Secondo il procuratore generale di Perugia Sergio Sottani, però, entrambi i presupposti sarebbero sbagliati. «Per un verso, con riferimento agli atti conosciuti dall’allora procuratore generale della Cassazione dottor Fuzio, quale membro di diritto del Comitato di presidenza del Csm, l’aver comunicato a Palamara per telefono le notizie, intorno alle ore 10.30 della mattina del 3 aprile 2019, ha costituito violazione del segreto a cui il magistrato era comunque tenuto, considerata anche la successiva secretazione di quegli atti. Dall’altra, con riguardo al colloquio serale intorno alle ore 22 del 9 maggio 2019, lo stesso - si spiega nella nota - non è avvenuto, ad avviso della procura generale, all’insaputa dell’allora alto magistrato Riccardo Fuzio, ma è stato preceduto da particolari accortezze per la fissazione dell’orario dell’incontro, quali l’uso da parte di Palamara di cellulari non intestati né utilizzati dallo stesso, ma nella disponibilità di due altri magistrati». Sul punto il tribunale di Perugia ha chiarito che Palamara, per cogliere di sorpresa Fuzio, usò uno stratagemma: durante una partita di calcetto, con la scusa che il proprio telefono si fosse scaricato, utilizzò il cellulare di un collega, con il consenso di questi, per inviare un messaggio a Fuzio in cui si limitava a chiedergli, senza dire chi fosse, «a che ora ci sei stasera a casa?». Da lì l’accordo sull’orario, senza mai svelare la propria identità.
La sentenza di Perugia, però, va oltre, fissando alcuni punti che potrebbero tornare utili a Palamara nel processo per corruzione. In primo luogo, secondo il gup, ad informarlo dell’indagine perugina fu «l’allora procuratore della Repubblica di Roma, dott. Giuseppe Pignatone, nel dicembre 2017». Un’informazione che rappresentava «il “segreto di Pulcinella”: a Roma se ne parlava ampiamente». Tutti, cioè, sapevano, tanto che, già a settembre del 2018, il Fatto Quotidiano pubblicò in prima pagina la notizia sul «fascicolo a Perugia che imbarazza il leader di Unicost», ben prima dell’incontro con Fuzio.

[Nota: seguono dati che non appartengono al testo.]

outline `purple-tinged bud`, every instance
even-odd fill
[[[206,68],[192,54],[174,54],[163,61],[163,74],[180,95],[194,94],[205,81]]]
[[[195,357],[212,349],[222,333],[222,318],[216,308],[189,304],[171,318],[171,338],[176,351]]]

Ma non solo. L’elemento più utile alla difesa di Palamara è il fatto che per il giudice risulti «palesemente infondata» la contestazione a Fuzio di avere violato il segreto investigativo in relazione «al coinvolgimento di tali Amara e Calafiore nella vicenda». Un elemento importante, in quanto sono proprio Amara e Calafiore gli assi portanti dell’accusa di corruzione: secondo la procura, infatti, Palamara riceveva «da Fabrizio Centofanti le utilità per l’esercizio delle sue funzioni e dei suoi poteri» in particolare per la disponibilità dimostrata a Centofanti «di poter acquisire, anche tramite altri magistrati e appartenenti alle forze dell’ordine (...) informazioni anche riservate sui procedimenti in corso (...) che coinvolgevano Centofanti e gli avvocati Piero Amara e Giuseppe Calafiore».